Singapore – The use of generative artificial intelligence (AI) is among the top three business priorities for 87% of Singapore C-suite executives, new Salesforce research reveals.
According to a survey of 221 large business leaders in Singapore, 48% report employing a well-defined generative AI strategy in their businesses, while 47% have begun working on a generative AI strategy. The study suggests that companies that are not implementing AI may fall behind competitors.
Key motivations for using generative AI strategies in their team include the companies’ goals to be perceived as up-to-date in technology adoption (43%), remaining competitive (42%), and ensuring innovative customer and employee experiences (42%).
The research reveals that generative AI is expected to have the most significant impact on information technology (40%), operations (33%), finance (29%), and customer service (28%).

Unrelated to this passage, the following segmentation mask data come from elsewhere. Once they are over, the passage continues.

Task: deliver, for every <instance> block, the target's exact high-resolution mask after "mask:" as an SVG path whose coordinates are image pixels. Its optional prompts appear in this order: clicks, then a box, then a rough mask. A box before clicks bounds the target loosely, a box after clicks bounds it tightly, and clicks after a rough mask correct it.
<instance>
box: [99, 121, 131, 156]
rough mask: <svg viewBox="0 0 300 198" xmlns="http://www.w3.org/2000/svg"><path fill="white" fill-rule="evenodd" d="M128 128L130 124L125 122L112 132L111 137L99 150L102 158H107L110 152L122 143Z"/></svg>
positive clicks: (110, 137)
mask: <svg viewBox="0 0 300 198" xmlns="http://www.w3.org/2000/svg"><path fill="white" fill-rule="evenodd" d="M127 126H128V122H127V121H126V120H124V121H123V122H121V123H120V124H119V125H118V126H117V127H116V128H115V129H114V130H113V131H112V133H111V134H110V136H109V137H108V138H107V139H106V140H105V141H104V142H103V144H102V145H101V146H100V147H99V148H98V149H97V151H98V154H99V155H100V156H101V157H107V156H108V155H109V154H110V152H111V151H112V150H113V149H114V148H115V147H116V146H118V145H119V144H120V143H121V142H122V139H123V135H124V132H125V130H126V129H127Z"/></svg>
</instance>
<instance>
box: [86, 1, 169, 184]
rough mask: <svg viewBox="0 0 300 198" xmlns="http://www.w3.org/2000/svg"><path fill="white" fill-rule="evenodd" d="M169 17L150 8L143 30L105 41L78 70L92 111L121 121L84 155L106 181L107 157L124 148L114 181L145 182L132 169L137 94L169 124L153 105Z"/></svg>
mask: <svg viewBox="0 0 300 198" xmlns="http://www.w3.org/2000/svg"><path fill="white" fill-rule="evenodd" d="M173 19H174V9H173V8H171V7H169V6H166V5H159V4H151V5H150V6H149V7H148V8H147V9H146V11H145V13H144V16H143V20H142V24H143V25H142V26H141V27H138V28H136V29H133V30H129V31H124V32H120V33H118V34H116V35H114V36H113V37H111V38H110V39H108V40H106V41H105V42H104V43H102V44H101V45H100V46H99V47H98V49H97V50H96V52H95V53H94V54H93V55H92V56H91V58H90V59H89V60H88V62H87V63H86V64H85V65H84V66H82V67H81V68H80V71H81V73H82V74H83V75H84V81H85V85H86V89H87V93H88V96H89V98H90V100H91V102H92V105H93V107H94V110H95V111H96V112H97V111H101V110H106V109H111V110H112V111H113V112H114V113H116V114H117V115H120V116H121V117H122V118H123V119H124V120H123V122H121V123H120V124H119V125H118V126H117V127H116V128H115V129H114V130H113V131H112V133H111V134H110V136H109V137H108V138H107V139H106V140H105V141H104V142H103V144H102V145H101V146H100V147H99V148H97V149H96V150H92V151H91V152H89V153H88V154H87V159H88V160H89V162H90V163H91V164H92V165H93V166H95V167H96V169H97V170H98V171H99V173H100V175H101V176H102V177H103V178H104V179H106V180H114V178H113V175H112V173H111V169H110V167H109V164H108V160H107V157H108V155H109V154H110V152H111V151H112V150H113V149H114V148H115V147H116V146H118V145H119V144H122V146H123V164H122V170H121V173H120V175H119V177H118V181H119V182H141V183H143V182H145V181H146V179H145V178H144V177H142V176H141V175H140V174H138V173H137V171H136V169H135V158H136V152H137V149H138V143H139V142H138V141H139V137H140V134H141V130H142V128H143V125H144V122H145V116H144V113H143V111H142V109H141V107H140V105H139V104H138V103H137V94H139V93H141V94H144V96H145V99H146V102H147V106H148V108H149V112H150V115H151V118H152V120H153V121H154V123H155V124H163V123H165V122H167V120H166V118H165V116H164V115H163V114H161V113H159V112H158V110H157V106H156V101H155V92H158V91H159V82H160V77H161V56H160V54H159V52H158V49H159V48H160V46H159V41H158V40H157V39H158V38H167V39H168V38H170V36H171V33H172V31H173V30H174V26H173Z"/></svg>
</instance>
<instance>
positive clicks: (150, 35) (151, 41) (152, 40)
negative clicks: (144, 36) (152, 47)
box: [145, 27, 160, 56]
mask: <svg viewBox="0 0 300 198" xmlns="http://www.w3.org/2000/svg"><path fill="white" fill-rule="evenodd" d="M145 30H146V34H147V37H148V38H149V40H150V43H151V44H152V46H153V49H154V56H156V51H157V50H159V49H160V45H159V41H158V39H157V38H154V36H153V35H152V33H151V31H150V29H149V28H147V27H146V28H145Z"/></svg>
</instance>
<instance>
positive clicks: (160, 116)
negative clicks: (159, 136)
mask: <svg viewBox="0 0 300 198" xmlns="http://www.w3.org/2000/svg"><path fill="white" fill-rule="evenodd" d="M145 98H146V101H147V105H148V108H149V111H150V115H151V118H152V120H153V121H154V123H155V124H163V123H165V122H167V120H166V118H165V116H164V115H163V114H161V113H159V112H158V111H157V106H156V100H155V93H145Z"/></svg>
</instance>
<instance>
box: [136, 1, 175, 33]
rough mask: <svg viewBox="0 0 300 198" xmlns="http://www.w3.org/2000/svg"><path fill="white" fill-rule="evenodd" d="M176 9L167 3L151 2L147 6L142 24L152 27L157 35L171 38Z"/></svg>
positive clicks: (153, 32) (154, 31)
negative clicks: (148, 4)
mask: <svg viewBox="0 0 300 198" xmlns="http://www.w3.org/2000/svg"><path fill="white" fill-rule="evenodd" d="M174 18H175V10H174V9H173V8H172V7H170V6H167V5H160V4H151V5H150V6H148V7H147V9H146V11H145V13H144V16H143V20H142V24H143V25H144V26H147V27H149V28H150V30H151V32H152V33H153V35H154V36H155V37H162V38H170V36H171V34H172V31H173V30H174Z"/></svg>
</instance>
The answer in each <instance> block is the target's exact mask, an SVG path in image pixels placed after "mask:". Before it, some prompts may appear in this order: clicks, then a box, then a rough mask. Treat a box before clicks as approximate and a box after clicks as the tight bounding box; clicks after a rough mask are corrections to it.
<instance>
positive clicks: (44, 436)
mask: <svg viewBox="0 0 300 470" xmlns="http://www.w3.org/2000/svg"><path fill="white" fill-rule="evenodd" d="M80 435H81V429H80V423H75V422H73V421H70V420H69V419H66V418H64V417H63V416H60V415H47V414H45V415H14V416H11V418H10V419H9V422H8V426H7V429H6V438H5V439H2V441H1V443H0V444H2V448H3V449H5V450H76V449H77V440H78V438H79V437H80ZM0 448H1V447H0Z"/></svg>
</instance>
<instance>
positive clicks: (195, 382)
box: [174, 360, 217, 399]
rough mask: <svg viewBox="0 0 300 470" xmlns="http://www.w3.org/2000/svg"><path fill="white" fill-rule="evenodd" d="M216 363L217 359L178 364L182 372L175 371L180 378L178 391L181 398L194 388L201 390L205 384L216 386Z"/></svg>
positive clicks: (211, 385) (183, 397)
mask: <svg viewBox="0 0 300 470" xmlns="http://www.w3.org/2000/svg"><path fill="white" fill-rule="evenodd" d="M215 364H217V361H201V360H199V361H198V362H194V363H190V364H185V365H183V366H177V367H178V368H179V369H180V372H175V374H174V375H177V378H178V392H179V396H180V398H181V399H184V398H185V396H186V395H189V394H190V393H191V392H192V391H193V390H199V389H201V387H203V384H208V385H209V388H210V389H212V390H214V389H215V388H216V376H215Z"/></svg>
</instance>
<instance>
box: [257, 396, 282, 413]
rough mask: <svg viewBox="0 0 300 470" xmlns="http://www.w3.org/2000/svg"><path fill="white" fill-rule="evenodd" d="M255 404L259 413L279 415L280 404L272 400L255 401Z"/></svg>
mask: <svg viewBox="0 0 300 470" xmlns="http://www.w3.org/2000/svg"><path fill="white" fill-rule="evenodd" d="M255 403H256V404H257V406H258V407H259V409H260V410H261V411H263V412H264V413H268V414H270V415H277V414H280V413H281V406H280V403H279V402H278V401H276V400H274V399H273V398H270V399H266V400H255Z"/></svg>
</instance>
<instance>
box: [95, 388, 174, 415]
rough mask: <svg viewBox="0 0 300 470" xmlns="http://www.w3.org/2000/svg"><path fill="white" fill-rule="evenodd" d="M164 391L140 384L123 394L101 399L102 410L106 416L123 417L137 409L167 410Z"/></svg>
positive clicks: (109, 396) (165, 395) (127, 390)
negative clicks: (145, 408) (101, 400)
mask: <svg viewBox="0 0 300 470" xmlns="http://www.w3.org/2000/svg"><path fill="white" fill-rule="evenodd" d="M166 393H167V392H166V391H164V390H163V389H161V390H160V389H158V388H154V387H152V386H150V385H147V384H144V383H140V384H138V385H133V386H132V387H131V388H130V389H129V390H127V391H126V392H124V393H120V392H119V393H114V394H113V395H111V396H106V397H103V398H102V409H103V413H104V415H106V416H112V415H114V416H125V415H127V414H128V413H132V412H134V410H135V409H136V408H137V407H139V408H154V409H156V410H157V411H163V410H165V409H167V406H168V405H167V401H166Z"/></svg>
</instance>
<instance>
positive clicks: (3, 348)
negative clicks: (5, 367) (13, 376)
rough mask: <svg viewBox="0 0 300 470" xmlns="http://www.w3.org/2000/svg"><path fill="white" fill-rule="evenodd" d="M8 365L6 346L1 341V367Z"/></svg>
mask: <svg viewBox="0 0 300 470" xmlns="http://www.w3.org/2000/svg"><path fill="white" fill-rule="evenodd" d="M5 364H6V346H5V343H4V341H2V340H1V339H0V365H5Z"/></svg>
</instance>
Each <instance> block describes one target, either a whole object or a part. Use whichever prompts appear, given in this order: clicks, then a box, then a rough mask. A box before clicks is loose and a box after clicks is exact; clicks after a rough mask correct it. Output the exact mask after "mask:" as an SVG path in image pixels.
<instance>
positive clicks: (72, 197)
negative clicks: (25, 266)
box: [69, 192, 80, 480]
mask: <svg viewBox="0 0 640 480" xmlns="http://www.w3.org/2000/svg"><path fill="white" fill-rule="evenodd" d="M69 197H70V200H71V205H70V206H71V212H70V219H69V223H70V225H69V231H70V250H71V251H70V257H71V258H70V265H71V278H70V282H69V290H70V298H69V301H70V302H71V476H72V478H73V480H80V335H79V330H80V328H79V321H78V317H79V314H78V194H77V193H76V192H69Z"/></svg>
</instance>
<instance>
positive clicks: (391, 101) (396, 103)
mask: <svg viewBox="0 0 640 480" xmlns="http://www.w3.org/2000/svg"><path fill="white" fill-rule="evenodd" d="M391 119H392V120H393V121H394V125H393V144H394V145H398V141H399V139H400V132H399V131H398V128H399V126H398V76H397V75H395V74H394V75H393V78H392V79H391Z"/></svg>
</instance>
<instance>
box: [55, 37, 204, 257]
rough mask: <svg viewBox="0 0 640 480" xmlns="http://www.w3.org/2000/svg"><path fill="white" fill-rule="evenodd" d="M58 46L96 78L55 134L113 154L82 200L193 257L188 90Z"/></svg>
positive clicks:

However, C-suite executives also identified hindrances to adopting generative AI, including lack of accessibility, lack of skill-building, incomplete customer or company data to train AI, lack of governance, and inaccurate outputs from generative AI.
“As CEOs look at AI to deliver measurable value and remain competitive, their first step should be unifying their data. Every conversation I have with business leaders about AI inevitably comes back to data and overcoming silos to increase the impact and accuracy of AI. Without building a cohesive view of the customer, Generative AI initiatives will fall short,” Sujith Abraham, senior vice president and general manager of ASEAN at Salesforce, said.
“The good news is that it’s possible to bring your data together, efficiently, without actually moving it through innovations like zero-copy. Innovations like this will differentiate each organisation’s ecosystem of autonomous agents, humans and AI and how well they drive customer success at scale,” Abraham added.